= Ben Bowyang =

Australian comic

Ben Bowyang was an Australian newspaper comic strip, first published in the Melbourne Herald on Saturday, 7 October 1933, created by the cartoonist Alex Gurney, that followed the misadventures of two archetypical Australian bushmen, Ben Bowyang and his mate, Bill Smith, of "Gunn's Gully": characters that first appeared in the humorous Herald columns written during the 1920s and 1930s by C. J. Dennis.

==Ben Bowyang==
Ben Bowyang, a philosophical farmer from "Gunn's Gully" first appeared as the author of "A Letter from the Bush" in C.J. Dennis's regular Herald column, The Mooch of Life on 12 June 1922.

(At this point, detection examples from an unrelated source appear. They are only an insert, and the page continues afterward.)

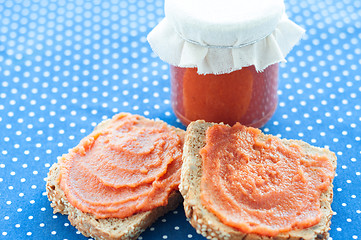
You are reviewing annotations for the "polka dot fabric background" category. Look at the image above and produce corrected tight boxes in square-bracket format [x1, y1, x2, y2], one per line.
[0, 0, 361, 240]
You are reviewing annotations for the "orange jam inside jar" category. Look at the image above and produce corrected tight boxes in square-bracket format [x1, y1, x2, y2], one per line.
[170, 63, 278, 127]
[147, 0, 304, 127]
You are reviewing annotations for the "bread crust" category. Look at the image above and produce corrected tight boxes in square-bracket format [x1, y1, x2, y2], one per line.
[179, 120, 337, 240]
[46, 113, 184, 240]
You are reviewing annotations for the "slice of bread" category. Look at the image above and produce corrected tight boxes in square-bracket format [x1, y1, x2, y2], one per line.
[179, 120, 337, 240]
[46, 117, 184, 240]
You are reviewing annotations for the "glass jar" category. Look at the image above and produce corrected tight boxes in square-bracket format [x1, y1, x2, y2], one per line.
[147, 0, 305, 127]
[170, 63, 278, 127]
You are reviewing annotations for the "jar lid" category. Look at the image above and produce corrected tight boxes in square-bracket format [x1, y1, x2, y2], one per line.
[148, 0, 304, 74]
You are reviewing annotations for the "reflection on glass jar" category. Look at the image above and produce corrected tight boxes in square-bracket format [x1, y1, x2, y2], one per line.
[171, 64, 278, 127]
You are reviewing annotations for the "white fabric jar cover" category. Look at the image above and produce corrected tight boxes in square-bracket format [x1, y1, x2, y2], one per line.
[148, 0, 305, 74]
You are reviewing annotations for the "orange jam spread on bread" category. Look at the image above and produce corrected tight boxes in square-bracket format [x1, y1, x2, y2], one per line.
[200, 123, 335, 236]
[171, 64, 278, 127]
[59, 114, 183, 218]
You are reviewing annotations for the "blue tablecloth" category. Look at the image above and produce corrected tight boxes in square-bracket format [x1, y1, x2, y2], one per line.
[0, 0, 361, 239]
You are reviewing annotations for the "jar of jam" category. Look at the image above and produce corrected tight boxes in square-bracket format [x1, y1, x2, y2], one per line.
[148, 0, 304, 127]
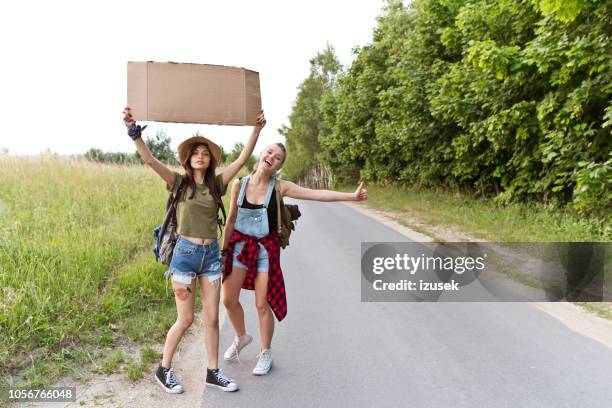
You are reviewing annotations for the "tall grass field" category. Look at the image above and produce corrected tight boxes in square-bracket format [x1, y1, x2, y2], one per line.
[0, 156, 180, 386]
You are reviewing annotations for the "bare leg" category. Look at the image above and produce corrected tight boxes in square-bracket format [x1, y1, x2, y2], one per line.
[223, 267, 246, 336]
[199, 276, 221, 369]
[162, 280, 195, 368]
[255, 272, 274, 350]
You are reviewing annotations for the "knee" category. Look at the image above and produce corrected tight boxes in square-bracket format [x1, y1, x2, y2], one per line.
[223, 296, 238, 309]
[255, 300, 269, 315]
[204, 313, 219, 327]
[176, 313, 194, 330]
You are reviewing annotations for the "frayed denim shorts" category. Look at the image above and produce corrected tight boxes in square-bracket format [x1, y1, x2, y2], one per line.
[165, 236, 223, 285]
[232, 241, 268, 273]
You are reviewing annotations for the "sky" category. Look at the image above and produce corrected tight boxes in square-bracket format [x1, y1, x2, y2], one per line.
[0, 0, 384, 155]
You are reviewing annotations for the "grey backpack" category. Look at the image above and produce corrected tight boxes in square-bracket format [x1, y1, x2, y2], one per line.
[153, 178, 185, 266]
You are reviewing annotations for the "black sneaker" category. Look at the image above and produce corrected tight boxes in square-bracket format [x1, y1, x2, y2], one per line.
[206, 368, 238, 391]
[155, 364, 183, 394]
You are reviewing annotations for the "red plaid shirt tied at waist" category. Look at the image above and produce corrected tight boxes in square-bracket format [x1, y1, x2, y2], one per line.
[223, 230, 287, 322]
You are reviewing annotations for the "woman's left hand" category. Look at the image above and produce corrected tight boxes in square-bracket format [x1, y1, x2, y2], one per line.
[255, 110, 266, 131]
[354, 182, 368, 201]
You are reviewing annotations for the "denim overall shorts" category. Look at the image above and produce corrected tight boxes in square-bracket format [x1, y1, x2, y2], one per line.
[233, 176, 276, 272]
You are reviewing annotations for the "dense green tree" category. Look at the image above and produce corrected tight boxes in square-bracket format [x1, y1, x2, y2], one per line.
[279, 45, 341, 180]
[304, 0, 612, 217]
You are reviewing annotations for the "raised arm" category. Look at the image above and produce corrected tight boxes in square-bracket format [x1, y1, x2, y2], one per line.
[222, 111, 266, 184]
[221, 180, 240, 253]
[280, 180, 368, 202]
[123, 107, 174, 184]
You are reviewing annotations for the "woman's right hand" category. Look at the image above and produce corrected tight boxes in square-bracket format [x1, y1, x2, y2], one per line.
[123, 106, 136, 128]
[123, 106, 148, 141]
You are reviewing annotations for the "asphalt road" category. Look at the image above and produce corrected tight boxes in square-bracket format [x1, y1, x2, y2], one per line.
[201, 202, 612, 408]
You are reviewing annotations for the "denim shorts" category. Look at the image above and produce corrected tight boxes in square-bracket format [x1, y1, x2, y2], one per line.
[232, 241, 268, 272]
[166, 237, 223, 285]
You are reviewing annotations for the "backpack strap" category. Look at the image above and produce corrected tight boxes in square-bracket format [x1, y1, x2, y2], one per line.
[274, 178, 281, 234]
[236, 175, 251, 207]
[264, 176, 276, 208]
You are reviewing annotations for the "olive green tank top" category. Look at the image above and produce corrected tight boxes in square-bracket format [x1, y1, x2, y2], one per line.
[166, 172, 227, 239]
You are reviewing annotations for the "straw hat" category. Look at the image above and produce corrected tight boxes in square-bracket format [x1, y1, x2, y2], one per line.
[178, 136, 221, 166]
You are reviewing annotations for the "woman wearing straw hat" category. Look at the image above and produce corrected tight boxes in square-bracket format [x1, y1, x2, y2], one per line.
[123, 107, 266, 394]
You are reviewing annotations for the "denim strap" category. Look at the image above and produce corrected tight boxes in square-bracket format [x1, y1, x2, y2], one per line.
[237, 176, 251, 207]
[264, 176, 276, 208]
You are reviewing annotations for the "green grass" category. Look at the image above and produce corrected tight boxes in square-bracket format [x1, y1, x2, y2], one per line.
[350, 185, 612, 242]
[0, 156, 185, 386]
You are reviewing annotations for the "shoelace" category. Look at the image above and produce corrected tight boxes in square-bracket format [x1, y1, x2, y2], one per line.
[166, 369, 179, 388]
[257, 351, 272, 365]
[215, 369, 234, 386]
[232, 336, 242, 364]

    When I was a boy the bowyang was worn by

most bush-workers, and by labourers generally.

It is never seen today. The bowyang — in case

you do not know — is a strap worn just below

the knee of the trousers. Its purpose was to take

the drag from [the] braces or waist-belt, and to

lift the trouser-ends well clear of the ground. And

very comfortably it performed this service, too. …

    Bernard Cronin (1952).

The characters, Ben Bowyang and Bill Smith, featured in so many of the comical letters published in Dennis' columns, and became such favourites among the Herald's readers that, a year later, the Herald's resident caricaturist Samuel Garnet Wells pretended to have visited Gunn's Gully "Correspondents have frequently asked what Ben Bowyang and Bill Smith are like. This is Wells's impression of them after a visit to Gunns Gully" and presented 'caricatures' of the fictional pair, as if they were, indeed, real people.

Ten years later, based upon Dennis' columns and Well's (1923) caricatures, Gurney (at the time also a Herald employee) went on to create the characters for his successful comic strip.

==Gurney's comic strip==
Prompted by the fact that the last-ever letter written by Ben Bowyang, appeared in the Herald on Saturday, 30 September 1933, and the need for a seamless transition, Gurney's first daily strip was published in The Herald a week later, on Saturday, 7 October 1933.

On Thursday, 23 November 1933, the Adelaide weekly, The Chronicle, published the first of its regular single page presentations of five Gurney strips, each of which had, independently, appeared earlier in the Melbourne Herald.

===Later artists===
The strip was also drawn by Mick Armstrong, Keith Martin, Sir Lionel Lindsay, Alex McRae, and Peter Russell-Clarke. It ceased publication in 1979.